Le Ministre de l’Enseignement Supérieur et de la Recherche a présidé ce lundi 22 juin 2015 une cérémonie de remise de rapport annuel de l’Autorité Nationale d’Assurance Qualité de l’Enseignement Supérieur (ANAQ-SUP). Différents acteurs de l’Enseignement Supérieur ont pris part a cette cérémonie, dont Monsieur le Président du Conseil scientifique de l’ANAQ-SUP, Monsieur le Directeur général de l’Enseignement Supérieur,  Monsieur le Directeur général de la Recherche, Monsieur le Secrétaire Exécutif de l’ANAQ-SUP, Messieurs les Recteurs des universités, Monsieur le Président de la Conférence des Etablissements d’Enseignement Supérieur privé, Monsieur le Président de la Conférence des Grandes Ecoles, Messieurs et Mesdames les membres du Conseil d’Administration et du Conseil scientifique, Messieurs les représentants du SAES, du SUDES, des PATS et quelques étudiants.

L’ANAQ-SUP est une structure de personne morale, de  droit public doté de l’autonomie financière et de fonctionnement qui travaille en vue d’une plus  grande qualité des diplômes délivrés. Sur ce, elle vise le renforcement de la qualité et la pertinence du système par l’accompagnement  des établissements  et par leurs témoignages sur la qualité du système des programmes de leurs filières.
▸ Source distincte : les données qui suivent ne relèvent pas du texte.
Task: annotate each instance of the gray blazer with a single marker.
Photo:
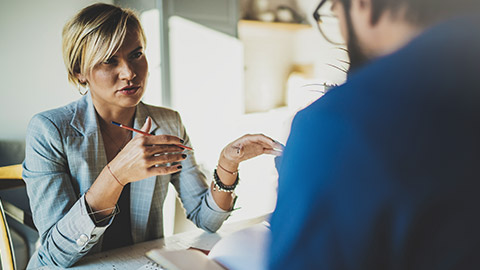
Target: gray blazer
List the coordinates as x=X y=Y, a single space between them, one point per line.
x=64 y=156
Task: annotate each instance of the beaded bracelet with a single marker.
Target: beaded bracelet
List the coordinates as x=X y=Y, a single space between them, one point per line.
x=218 y=185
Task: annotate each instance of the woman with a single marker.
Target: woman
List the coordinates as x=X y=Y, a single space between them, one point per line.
x=94 y=186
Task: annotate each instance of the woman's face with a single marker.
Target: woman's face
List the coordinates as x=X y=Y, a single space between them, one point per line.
x=120 y=81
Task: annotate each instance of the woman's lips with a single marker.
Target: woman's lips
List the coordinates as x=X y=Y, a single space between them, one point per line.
x=129 y=90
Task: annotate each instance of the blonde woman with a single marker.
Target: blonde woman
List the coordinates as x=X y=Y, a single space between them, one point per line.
x=94 y=186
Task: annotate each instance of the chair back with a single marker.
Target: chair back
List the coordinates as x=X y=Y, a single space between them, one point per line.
x=6 y=247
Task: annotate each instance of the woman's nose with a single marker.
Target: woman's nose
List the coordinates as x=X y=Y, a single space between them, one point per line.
x=126 y=71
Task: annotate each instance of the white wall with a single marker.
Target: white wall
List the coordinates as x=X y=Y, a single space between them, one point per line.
x=32 y=74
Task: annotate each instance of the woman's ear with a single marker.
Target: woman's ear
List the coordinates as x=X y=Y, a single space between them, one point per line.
x=81 y=78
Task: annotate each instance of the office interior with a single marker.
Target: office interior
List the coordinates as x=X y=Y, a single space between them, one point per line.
x=227 y=75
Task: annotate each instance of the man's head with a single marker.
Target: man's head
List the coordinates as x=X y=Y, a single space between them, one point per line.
x=374 y=28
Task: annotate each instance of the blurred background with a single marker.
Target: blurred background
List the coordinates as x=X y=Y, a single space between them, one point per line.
x=229 y=67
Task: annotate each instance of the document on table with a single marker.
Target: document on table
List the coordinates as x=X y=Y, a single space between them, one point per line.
x=127 y=258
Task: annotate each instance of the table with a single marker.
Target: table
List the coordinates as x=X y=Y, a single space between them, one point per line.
x=133 y=257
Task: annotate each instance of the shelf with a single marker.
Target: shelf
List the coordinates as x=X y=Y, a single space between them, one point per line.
x=274 y=25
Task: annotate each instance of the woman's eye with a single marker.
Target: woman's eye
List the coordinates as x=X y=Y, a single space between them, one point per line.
x=109 y=61
x=137 y=54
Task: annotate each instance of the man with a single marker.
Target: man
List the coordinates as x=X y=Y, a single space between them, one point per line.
x=383 y=172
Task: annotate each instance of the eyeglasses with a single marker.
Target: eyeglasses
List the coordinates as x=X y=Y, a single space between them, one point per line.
x=328 y=23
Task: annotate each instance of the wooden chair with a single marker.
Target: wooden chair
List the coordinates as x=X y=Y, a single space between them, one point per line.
x=10 y=178
x=6 y=246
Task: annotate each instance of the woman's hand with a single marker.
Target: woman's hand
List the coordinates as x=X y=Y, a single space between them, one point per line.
x=247 y=147
x=146 y=156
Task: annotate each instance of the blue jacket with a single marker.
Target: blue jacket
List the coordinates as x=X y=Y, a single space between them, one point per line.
x=383 y=172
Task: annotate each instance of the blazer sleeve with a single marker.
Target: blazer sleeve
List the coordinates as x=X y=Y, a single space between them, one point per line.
x=67 y=232
x=191 y=185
A l’entame de ses propos, Monsieur le Ministre a magnifié la cérémonie  de remise du rapport annuel  qui  constitue « un évènement important dans le cadre des réformes et de la revitalisation de notre système d’enseignement supérieur, impulsées par le PSE qui considère la connaissance, la technologie et l’innovation comme des pivots du développement économique et social du Sénégal. En effet, le PSE accorde une place centrale et primordiale au capital humain de qualité pour réaliser l’émergence économique et sociale de notre pays ».
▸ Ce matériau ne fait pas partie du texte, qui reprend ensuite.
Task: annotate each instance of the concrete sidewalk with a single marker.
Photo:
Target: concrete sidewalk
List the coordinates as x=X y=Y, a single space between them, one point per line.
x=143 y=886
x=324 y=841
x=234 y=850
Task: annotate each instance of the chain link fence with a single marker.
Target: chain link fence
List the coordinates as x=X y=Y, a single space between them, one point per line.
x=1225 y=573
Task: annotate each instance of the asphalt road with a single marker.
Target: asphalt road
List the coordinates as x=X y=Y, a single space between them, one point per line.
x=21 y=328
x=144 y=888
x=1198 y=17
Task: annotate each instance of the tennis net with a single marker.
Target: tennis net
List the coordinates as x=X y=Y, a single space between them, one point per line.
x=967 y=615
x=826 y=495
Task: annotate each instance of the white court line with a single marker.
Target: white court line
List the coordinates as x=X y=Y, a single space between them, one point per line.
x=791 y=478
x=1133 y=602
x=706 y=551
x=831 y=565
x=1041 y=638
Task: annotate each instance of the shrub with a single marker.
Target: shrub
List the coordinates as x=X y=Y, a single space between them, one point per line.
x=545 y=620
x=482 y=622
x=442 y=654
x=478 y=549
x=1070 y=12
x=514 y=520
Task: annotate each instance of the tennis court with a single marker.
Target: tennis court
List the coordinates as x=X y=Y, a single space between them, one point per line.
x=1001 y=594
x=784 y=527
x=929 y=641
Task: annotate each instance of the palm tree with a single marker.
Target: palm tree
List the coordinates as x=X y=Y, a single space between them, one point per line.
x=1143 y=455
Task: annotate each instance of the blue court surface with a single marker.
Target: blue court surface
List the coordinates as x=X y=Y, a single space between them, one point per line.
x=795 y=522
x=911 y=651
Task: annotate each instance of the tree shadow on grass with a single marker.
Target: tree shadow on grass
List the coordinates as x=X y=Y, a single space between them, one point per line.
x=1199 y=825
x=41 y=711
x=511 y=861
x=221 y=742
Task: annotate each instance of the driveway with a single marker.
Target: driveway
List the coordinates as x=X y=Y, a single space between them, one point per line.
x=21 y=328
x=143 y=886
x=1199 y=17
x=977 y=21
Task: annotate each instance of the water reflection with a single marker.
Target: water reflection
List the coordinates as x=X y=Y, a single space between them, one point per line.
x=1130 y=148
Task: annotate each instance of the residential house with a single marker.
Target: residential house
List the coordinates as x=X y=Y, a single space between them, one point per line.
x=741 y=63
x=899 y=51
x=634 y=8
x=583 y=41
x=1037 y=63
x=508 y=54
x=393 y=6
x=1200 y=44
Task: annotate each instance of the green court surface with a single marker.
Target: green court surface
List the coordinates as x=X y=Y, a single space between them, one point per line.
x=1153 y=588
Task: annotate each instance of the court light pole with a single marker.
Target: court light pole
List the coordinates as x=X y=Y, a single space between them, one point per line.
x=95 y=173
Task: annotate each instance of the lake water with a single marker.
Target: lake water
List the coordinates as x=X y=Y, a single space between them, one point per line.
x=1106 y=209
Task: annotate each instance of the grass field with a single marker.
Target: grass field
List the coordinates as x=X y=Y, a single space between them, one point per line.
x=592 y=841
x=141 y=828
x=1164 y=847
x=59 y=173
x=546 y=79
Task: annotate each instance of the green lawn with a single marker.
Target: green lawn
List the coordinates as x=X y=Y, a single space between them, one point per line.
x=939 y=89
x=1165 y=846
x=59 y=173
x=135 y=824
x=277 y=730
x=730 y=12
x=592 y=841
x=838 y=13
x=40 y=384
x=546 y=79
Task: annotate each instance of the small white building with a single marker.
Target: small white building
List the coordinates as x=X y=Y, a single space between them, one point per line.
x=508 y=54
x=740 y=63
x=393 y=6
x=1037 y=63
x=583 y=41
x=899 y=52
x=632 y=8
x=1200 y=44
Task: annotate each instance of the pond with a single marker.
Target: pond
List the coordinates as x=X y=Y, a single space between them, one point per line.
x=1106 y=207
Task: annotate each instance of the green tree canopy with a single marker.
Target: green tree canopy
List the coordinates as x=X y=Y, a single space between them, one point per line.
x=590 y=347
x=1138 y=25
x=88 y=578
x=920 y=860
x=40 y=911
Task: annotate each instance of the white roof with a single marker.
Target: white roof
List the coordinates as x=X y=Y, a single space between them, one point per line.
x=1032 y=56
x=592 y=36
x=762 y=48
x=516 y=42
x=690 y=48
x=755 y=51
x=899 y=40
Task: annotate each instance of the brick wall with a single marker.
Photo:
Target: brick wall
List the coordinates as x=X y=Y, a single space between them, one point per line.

Tout diplôme venant de l’étranger, pour être classer, doit être validé par l’autorité nationale qualité, ce qui est selon le Ministre est « une question de souveraineté nationale sur l’ensemble des diplômes délivrés  et  utilisés sur le territoire national ».

Les différentes réformes menées au niveau de l’Université visent à faire de l’enseignement supérieur une référence sous régionale, mais aussi internationale. A cet effet, le Sénégal est en première ligne des pays africains qui ont connu une avancée dans l’enseignement supérieur.

L’engagement du gouvernement importe dans cette perspective. A ce titre, Ministre a insisté sur le fait qu’il convient de « mettre en œuvre toutes les décisions et les recommandations issues des différentes vagues d’évaluations et relevant de ses compétences. Les services techniques seront instruits pour trouver des solutions aux problèmes soulevés dans le rapport 2014, notamment la mise en œuvre harmonisée du LMD dans les IES, les infrastructures, la filière informatique, la signature des diplômes ».